Photography by Cedric Terrell
Although the stereotype has been that the branches of the United States military must be homophobic—impossible to feel comfortable being gay—with the Marines at the top of that heap. Former Marine Cedric Terrell says, however, he never experienced much discrimination—even before the repeal of "don't ask, don't tell." "I would tell a person here or there," he says, about the time he served as active duty and in the reserves, from 2005 to 2013. "But I never had a negative response. I know I’m lucky—I'm sure it happened behind my back—but it never happened to my face. I loved my time in the Marines."
While stationed in China, Terrell began to take photos as a hobby. When someone asked to buy a landscape that he'd had framed, he realized that maybe he could turn his hobby into a career. Since then, he has started to focus more on fashion and other subjects, gaining a larger clientele (he was also included in this year's 100 Most Eligible Bachelors list).
He knew about Alex Minsky and his story of being wounded in Afghanistan and losing his right leg. Although Minsky is straight, he had begun to reach a large audience, growing in popularity among gay men because of his underwear modeling. When Terrell reached out to Minsky, explaining that they were fellow Marines and he'd like to photograph him in something other than skivvies, Minsky was excited.
"He’s an inspiration to a lot of people, proving to people that they can still live normal lives and be successful, still be beautiful," Terrell explains. "Oh my god, he’s so hot.

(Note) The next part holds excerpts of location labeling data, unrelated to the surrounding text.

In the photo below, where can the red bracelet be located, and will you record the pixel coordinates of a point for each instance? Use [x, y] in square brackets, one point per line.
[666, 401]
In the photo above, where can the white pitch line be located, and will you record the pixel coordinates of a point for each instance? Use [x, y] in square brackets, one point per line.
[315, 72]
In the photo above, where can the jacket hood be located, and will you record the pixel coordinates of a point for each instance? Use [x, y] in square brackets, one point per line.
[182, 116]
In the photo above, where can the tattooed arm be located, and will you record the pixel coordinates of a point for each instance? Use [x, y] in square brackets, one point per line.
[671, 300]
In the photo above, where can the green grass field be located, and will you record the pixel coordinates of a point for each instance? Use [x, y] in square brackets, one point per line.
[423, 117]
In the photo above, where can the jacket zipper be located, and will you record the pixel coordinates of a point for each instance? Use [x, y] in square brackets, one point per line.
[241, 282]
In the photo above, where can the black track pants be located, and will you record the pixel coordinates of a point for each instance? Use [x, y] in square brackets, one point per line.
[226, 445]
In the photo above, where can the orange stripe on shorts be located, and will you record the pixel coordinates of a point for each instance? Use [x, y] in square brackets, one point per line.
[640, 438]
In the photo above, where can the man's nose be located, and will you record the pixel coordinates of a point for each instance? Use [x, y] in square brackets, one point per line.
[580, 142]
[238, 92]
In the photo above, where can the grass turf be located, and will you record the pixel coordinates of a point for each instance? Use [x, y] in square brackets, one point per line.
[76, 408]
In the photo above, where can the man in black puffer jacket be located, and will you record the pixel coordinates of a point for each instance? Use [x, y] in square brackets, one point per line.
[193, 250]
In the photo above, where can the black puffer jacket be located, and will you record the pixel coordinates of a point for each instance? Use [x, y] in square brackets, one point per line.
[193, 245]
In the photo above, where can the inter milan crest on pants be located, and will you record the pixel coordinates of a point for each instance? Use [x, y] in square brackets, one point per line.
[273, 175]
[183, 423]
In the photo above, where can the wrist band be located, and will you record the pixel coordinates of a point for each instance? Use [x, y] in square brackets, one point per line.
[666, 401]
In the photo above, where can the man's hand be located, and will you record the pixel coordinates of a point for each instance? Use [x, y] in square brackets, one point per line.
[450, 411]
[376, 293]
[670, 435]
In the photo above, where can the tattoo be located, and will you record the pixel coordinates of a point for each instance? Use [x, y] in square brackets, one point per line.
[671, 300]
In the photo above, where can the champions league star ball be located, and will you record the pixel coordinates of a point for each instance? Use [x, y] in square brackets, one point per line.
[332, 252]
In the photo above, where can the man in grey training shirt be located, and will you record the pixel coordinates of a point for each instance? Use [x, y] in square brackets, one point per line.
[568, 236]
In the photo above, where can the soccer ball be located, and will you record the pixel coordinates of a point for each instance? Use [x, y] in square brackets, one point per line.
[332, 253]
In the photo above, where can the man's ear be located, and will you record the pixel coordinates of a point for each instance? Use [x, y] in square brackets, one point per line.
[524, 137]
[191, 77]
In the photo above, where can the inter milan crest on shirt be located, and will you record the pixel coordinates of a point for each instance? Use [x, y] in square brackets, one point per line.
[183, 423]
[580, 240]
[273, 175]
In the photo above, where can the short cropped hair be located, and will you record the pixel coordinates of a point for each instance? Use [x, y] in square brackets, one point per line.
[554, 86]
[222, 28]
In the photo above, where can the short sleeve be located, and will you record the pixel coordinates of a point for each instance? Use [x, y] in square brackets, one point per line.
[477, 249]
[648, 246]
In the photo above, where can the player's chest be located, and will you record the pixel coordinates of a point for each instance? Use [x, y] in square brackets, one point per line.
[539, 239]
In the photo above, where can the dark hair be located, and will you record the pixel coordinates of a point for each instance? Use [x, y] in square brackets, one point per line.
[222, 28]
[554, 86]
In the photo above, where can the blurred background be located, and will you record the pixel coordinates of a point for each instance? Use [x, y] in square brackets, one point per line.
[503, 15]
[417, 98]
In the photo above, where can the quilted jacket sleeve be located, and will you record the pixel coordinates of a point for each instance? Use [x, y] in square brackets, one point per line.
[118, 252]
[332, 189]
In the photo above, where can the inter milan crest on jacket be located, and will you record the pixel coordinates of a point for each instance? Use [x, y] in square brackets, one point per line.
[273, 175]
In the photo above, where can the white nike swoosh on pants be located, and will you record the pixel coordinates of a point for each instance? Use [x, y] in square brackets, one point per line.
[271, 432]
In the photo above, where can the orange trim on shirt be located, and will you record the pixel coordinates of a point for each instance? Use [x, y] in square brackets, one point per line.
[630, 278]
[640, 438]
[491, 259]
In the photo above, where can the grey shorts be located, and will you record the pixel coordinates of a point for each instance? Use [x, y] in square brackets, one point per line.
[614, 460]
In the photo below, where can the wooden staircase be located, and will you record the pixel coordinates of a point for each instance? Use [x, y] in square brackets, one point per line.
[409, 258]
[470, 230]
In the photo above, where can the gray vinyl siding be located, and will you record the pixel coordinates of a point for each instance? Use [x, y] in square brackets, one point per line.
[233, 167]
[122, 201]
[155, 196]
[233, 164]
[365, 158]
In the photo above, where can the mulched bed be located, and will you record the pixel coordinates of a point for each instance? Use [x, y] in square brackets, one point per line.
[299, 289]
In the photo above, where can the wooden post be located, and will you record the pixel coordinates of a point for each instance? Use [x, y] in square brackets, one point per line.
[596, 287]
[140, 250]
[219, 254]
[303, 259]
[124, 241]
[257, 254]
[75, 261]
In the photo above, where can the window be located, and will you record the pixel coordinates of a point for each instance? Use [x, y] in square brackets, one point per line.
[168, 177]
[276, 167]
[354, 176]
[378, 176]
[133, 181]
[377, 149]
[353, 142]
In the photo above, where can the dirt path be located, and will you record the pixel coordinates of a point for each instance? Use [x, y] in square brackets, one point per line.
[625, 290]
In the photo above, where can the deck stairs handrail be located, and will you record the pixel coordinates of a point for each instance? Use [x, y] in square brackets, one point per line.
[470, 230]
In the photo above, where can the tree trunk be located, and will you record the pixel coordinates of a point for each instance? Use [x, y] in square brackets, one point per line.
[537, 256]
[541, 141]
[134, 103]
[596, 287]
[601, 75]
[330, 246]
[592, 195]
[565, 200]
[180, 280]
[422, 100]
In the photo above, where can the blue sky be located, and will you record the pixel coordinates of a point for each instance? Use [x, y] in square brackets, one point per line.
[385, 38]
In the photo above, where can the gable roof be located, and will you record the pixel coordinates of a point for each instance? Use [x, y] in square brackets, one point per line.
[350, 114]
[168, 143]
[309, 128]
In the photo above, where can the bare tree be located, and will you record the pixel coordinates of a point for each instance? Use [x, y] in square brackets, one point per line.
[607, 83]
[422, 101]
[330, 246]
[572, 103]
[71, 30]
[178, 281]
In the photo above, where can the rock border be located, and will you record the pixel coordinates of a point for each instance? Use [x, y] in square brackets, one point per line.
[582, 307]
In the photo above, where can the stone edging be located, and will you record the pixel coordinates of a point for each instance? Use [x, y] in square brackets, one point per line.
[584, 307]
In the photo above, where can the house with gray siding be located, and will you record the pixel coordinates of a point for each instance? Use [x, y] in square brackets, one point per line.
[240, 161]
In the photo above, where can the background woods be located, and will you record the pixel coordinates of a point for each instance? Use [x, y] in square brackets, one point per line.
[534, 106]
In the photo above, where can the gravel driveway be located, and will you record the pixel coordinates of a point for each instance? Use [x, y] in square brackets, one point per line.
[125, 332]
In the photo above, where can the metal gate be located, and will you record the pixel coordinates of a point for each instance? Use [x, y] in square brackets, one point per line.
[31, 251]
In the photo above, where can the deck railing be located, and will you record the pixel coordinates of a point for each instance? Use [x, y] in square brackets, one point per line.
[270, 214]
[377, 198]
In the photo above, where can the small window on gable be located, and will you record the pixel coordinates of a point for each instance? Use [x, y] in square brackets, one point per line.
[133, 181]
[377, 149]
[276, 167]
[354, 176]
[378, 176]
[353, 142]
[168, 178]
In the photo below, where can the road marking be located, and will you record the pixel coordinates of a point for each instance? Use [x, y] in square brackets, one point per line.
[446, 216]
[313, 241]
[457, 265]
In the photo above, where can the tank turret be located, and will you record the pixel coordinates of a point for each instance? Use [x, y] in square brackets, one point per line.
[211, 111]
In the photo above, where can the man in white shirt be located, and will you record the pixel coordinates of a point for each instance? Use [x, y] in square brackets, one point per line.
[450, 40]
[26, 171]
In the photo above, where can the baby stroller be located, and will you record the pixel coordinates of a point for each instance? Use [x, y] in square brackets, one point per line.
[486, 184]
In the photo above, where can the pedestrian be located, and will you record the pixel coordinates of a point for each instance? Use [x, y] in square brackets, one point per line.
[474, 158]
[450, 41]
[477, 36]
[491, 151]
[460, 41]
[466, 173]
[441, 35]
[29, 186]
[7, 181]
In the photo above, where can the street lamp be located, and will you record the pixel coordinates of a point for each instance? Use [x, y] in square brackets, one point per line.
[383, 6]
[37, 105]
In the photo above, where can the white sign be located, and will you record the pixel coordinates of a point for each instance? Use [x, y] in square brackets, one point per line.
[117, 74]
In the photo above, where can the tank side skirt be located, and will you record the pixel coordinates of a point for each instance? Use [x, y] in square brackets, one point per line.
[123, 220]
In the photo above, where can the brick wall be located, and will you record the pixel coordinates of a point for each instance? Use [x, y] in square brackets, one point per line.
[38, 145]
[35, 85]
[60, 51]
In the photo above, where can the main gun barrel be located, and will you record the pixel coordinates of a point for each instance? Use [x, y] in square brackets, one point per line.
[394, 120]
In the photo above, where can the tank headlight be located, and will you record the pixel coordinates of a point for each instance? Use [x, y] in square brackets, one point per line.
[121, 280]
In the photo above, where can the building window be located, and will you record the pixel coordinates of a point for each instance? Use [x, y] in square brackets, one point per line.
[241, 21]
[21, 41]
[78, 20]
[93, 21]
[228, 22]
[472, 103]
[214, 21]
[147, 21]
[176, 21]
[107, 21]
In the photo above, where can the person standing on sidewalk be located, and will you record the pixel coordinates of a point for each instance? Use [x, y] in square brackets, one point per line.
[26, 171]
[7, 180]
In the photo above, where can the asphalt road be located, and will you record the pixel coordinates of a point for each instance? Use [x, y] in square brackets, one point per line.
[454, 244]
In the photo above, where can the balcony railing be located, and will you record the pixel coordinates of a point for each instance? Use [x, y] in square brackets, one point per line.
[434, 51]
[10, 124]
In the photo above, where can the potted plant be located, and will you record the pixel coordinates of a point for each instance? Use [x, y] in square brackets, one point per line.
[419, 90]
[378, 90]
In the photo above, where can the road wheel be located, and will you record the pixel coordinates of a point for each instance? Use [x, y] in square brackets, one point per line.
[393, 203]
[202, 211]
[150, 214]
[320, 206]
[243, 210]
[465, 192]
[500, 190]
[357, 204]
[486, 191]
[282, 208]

He gets hit on by guys from all over the world, but it doesn't bother him. But that didn’t distract me. It was just two Marines getting together for a photo shoot."
"Of course we photographed him in some underwear; he knows his biggest following is gay men," Terrell says. "But I wanted to do something different. He can do more than that. So I decided we’re going to pull wardrobe, and we would show he was more than an underwear model."
"We pulled a suit from Zara. Alex is a muscular guy, so we did have some issues with the fit. But he loved it," Terrell explains. "The shoe we pulled wouldn't fit on the prosthetic foot, so we had to Photoshop it in later. But it's Alex's smile, his energy that translates more than anything."